JAKARTA, Cobisnis.com – Pemerintah resmi memberlakukan pembatasan operasional kendaraan angkutan barang selama periode arus mudik dan arus balik Lebaran 2026 guna menjaga kelancaran lalu lintas di berbagai wilayah Indonesia.
Kebijakan ini tertuang dalam Surat Keputusan Bersama (SKB) yang ditandatangani oleh Kementerian Perhubungan, Korlantas Polri, serta Kementerian Pekerjaan Umum. Aturan tersebut menjadi acuan resmi pengaturan lalu lintas kendaraan logistik selama masa libur Lebaran.
Dalam SKB tersebut, pembatasan operasional kendaraan angkutan barang berlaku mulai Jumat, 13 Maret 2026 pukul 12.00 waktu setempat hingga Minggu, 29 Maret 2026 pukul 00.00 waktu setempat. Kebijakan ini mencakup sejumlah ruas tol dan jalan arteri yang diperkirakan mengalami lonjakan kendaraan.
Pemerintah menilai kebijakan ini penting untuk mengantisipasi peningkatan mobilitas masyarakat selama musim mudik. Setiap tahun, jutaan pemudik bergerak dari kota-kota besar menuju berbagai daerah, sehingga kapasitas jalan sering kali mengalami tekanan signifikan.
Direktur Jenderal Perhubungan Darat, Aan Suhanan, menyatakan pembatasan operasional kendaraan logistik dilakukan untuk menjaga kelancaran lalu lintas sekaligus meningkatkan aspek keselamatan perjalanan masyarakat.

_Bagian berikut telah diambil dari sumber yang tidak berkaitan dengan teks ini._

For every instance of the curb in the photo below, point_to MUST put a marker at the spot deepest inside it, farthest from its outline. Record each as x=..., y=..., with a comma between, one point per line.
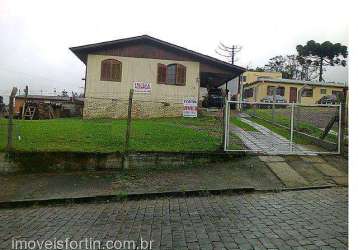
x=139, y=196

Menurutnya, kebijakan ini juga mengikuti pola pengaturan transportasi yang sebelumnya diterapkan saat periode Lebaran maupun libur Natal dan Tahun Baru. Pengaturan kendaraan barang dinilai efektif mengurangi kepadatan di jalur utama.

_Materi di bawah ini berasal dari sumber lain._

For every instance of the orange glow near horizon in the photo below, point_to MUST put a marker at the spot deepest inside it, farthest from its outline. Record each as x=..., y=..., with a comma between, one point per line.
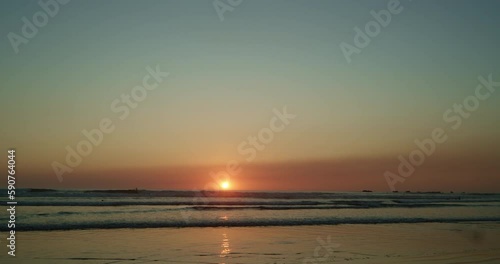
x=225, y=185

Jenis kendaraan yang terkena pembatasan antara lain mobil barang dengan tiga sumbu atau lebih, kendaraan yang menggunakan kereta tempelan, kereta gandengan, serta kendaraan pengangkut hasil tambang, galian, dan bahan bangunan.

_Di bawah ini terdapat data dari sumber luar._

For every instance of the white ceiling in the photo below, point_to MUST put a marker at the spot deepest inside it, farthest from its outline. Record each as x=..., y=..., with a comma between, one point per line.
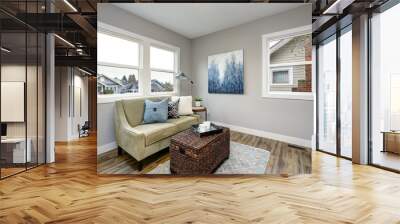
x=193, y=20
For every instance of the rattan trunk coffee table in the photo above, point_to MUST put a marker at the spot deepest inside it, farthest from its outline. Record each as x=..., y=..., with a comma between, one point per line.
x=194, y=155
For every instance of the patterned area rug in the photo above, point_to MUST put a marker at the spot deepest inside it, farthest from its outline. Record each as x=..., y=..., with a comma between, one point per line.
x=243, y=159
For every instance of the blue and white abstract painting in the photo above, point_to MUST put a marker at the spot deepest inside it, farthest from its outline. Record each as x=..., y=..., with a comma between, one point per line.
x=225, y=72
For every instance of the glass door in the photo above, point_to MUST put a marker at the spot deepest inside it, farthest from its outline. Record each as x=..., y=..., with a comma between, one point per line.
x=346, y=95
x=385, y=89
x=327, y=96
x=22, y=101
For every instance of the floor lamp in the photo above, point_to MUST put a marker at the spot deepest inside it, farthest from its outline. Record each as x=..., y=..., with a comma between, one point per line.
x=181, y=76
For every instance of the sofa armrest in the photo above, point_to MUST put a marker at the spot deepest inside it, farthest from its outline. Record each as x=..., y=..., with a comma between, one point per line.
x=127, y=138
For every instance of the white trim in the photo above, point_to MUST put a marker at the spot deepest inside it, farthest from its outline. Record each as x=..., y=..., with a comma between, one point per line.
x=291, y=64
x=280, y=69
x=265, y=90
x=112, y=99
x=144, y=69
x=106, y=148
x=270, y=135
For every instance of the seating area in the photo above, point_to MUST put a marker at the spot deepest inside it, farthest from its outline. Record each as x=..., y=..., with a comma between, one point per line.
x=142, y=140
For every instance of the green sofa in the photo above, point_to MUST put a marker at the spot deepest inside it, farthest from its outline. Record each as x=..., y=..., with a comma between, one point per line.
x=142, y=140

Sementara itu, kendaraan angkutan barang dengan dua sumbu masih diperbolehkan beroperasi selama masa mudik. Namun pengecualian berlaku jika kendaraan tersebut mengangkut material galian seperti pasir, tanah, batu, maupun bahan bangunan seperti semen dan besi.
Meski demikian, pemerintah tetap memberikan pengecualian bagi sejumlah kendaraan logistik yang mengangkut komoditas penting. Kendaraan yang membawa bahan bakar minyak (BBM), bahan bakar gas (BBG), hewan ternak, pupuk, bantuan bencana, serta kebutuhan pokok tetap diperbolehkan melintas.
Namun kendaraan tersebut wajib memenuhi sejumlah persyaratan administratif. Salah satunya adalah memiliki dokumen muatan resmi yang diterbitkan oleh pemilik barang dan memuat informasi jenis barang, tujuan pengiriman, serta identitas pengirim.
Dokumen tersebut juga harus ditempelkan pada kaca depan sebelah kiri kendaraan agar mudah diperiksa petugas di lapangan. Ketentuan ini bertujuan memastikan distribusi barang penting tetap berjalan tanpa mengganggu kelancaran arus mudik.
Kebijakan pembatasan kendaraan logistik ini diharapkan mampu menciptakan keseimbangan antara kebutuhan distribusi barang dan kelancaran mobilitas masyarakat selama periode Lebaran 2026.